Die Waldbrandlage bei Bordeaux entspannt sich spürbar. 84.000 vorsorglich evakuierte Menschen an der französischen Atlantikküste dürfen in ihre Häuser zurückkehren. Die Präfektin von Bordeaux, Sophie Brocas, gab die Rückkehr für Bewohner von neun Orten frei. Insgesamt waren 224.000 Menschen in der Region evakuiert worden. Bereits am Dienstagabend konnten 60.000 Menschen in drei Gemeinden zurückkehren.
Regenfälle erleichtern Löscharbeiten
Regenfälle brachten am Morgen Erleichterung für die Feuerwehr. „Wir hoffen auf Regenschauer den ganzen Vormittag über“, sagte der regionale Feuerwehrkommandant Matthieu Jomain der Zeitung „Sud-Ouest“. „Die Bedingungen mit einer Luftfeuchtigkeit von 80 Prozent am Vormittag sind ideal, damit wir unsere Nachlöscharbeiten und das Ablöschen verbliebener Glutnester effizient fortsetzen können.“ Auch die Feuerwehrleute an ihren Einsatzstützpunkten reagierten erfreut auf den Regen.

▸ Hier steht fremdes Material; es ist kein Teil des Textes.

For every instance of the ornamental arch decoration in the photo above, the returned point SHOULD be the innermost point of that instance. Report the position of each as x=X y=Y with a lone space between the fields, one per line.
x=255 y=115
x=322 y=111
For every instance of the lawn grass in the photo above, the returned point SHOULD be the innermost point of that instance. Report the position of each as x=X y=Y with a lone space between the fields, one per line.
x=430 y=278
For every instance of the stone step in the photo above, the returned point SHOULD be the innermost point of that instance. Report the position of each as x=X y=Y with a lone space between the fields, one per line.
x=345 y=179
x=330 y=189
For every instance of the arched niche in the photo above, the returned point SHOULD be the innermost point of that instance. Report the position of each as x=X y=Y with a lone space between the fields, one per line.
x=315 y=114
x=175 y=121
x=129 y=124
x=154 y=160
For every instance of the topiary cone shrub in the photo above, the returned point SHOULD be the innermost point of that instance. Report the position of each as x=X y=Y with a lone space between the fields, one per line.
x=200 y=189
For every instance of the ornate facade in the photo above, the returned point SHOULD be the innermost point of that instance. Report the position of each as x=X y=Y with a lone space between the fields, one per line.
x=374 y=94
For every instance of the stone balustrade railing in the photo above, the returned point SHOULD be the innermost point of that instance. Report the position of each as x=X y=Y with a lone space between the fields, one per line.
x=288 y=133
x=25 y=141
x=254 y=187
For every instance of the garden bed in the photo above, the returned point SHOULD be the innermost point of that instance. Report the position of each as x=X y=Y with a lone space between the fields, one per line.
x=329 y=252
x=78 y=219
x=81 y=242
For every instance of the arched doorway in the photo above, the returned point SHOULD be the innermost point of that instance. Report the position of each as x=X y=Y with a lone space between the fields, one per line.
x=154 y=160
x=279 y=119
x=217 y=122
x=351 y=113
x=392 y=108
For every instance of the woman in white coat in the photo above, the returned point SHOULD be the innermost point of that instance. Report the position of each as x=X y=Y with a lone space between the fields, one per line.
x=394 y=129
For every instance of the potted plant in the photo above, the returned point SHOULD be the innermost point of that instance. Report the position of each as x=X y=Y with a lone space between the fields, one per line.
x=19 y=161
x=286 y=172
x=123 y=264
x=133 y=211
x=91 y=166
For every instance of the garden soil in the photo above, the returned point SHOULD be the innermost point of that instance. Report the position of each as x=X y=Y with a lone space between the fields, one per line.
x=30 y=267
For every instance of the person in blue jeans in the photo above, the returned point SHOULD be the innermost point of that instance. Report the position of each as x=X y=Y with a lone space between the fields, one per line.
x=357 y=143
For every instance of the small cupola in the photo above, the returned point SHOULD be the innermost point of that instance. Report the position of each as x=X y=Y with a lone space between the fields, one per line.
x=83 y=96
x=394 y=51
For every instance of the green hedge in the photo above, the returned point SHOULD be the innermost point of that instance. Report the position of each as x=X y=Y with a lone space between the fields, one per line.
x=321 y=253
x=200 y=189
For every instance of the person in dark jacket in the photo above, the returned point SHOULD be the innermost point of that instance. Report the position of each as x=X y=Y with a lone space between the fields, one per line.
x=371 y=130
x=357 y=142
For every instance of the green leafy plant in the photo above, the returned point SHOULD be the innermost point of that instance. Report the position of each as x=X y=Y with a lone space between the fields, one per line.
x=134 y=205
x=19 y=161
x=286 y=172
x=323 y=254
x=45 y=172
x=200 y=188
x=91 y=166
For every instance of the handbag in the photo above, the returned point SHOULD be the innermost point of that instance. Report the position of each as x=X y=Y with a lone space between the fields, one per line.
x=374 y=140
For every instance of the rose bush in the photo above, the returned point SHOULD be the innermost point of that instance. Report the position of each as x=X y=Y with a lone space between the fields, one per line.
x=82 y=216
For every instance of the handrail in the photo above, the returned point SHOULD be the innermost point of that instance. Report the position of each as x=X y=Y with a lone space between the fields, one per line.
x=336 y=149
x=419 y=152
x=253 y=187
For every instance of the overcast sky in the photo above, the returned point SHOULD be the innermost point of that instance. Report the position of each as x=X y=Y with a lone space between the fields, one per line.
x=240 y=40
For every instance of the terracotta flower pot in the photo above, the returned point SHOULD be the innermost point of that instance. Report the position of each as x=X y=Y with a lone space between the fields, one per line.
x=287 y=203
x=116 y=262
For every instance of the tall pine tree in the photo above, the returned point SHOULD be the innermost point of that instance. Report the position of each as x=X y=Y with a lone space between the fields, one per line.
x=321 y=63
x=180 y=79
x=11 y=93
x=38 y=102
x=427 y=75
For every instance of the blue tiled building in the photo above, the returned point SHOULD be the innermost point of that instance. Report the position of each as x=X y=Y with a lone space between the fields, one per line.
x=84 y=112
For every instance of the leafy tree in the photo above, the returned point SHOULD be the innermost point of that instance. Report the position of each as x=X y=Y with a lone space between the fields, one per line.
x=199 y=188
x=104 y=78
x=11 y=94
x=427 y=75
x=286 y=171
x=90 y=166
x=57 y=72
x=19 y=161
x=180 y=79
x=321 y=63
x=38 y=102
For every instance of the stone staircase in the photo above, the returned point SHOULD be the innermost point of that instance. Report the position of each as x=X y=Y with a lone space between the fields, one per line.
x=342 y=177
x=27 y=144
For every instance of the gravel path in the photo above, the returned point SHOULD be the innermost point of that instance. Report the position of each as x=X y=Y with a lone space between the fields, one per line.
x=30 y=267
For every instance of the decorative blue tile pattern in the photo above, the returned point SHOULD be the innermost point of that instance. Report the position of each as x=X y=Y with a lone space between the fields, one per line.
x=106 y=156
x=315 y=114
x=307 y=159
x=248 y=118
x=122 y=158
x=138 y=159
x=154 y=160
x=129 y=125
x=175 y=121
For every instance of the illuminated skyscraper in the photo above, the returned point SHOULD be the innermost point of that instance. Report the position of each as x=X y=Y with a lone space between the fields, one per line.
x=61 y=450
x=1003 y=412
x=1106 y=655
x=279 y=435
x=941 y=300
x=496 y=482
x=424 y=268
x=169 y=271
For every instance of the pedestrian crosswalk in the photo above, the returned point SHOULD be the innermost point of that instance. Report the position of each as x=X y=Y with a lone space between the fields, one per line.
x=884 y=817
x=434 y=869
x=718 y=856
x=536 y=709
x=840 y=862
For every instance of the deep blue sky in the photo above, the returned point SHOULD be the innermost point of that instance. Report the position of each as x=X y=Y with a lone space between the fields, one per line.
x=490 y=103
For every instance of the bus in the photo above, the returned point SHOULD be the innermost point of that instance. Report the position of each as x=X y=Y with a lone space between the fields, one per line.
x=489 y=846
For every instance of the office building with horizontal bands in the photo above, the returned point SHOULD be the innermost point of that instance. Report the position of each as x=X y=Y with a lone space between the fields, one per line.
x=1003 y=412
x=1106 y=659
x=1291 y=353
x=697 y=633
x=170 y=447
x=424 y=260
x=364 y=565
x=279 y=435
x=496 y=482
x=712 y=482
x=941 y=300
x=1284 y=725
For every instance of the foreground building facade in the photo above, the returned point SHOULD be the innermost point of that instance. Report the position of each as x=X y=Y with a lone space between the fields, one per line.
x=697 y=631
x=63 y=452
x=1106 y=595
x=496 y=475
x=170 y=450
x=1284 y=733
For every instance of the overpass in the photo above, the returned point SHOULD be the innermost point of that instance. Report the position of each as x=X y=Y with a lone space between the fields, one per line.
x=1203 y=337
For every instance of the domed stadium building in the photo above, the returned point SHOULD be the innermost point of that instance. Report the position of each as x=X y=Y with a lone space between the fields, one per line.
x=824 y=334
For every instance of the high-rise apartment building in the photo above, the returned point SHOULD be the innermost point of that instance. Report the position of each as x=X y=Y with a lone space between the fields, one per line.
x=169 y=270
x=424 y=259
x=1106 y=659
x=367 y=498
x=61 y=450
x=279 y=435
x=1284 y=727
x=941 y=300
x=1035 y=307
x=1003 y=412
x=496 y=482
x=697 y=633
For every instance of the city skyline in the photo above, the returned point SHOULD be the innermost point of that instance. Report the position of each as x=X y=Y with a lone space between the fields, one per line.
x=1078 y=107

Weitere Maßnahmen und Vorsicht
Die Waldbrände sind noch nicht vollkommen unter Kontrolle. Die Menschen wurden aufgefordert, ihre Mobiltelefone für mögliche Anweisungen der Behörden eingeschaltet zu lassen und für eine erneute Evakuierung vorbereitet zu bleiben. Die seit Tagen gesperrte Autobahn A63 wird ab 14 Uhr wieder in beide Richtungen freigegeben, kündigte die Präfektin an.
Entwicklung der Brände
Jomain erklärte, die Lage entwickle sich positiv, aber man müsse weiterhin vorsichtig bleiben. „Die Nacht ist sehr ruhig verlaufen“, berichtete er. Die Brandfläche liegt weiterhin bei 42.000 Hektar, aber es wurden sechs neue Brandherde bekämpft. Nach Angaben der Präfektur wurden inzwischen 230 Feuerwehrleute bei ihrem Einsatz verletzt. Die 84.000 Menschen, die nun zurückkehren dürfen, sind Teil der insgesamt 224.000 Evakuierten der letzten Tage. Die Behörden bitten alle Rückkehrer, achtsam zu sein und die Anweisungen der Einsatzkräfte zu befolgen.